Published online by Cambridge University Press: 02 February 2010
The 1990s are associated with keywords like new economy and information society. The increased importance of information technologies underlying these phenomena was due primarily to the transformation of the Internet into a medium of mass communication, but the rising number of 24/7 TV stations and the popularity of cellular phones contributed as well. As one side effect of these developments, people in the early twenty-first century are confronted with an unprecedented flood of statistical information. Statistics on almost any topic are available anywhere at any time, whether on the latest unemployment rates, recent trends in climate change, or the odds ratio that a football match will end in a draw when the away team leads by two goals at halftime. At least to anyone trained in statistics, however, the question presents itself whether people have the skills necessary to deal with the available information critically. After all, citizens, politicians, consumers, and managers still have to decide on their own whether to trust a statistic and the conclusions derived from it.

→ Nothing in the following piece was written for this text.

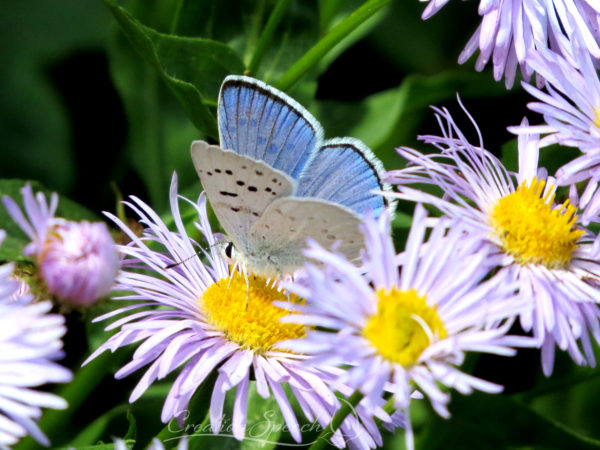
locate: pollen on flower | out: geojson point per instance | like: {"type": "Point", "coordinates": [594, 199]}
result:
{"type": "Point", "coordinates": [245, 312]}
{"type": "Point", "coordinates": [403, 326]}
{"type": "Point", "coordinates": [532, 231]}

A glance at the major findings accumulated by the heuristics and biases program during the past decades suffices to substantiate a skeptic's position. People have been shown, among other things, to prefer individuating information to base-rate information when estimating conditional probabilities (Bar-Hillel, 1980; Kahneman & Tversky, 1972), to collapse data over levels of significant third variables (Schaller, 1992a, b), and to confuse the conditional probability of a criterion event (e.g., becoming a drug addict) given a predictor event (e.g., having consumed marijuana) with its inverse (Evans, 1989; Sedlmeier, 1999).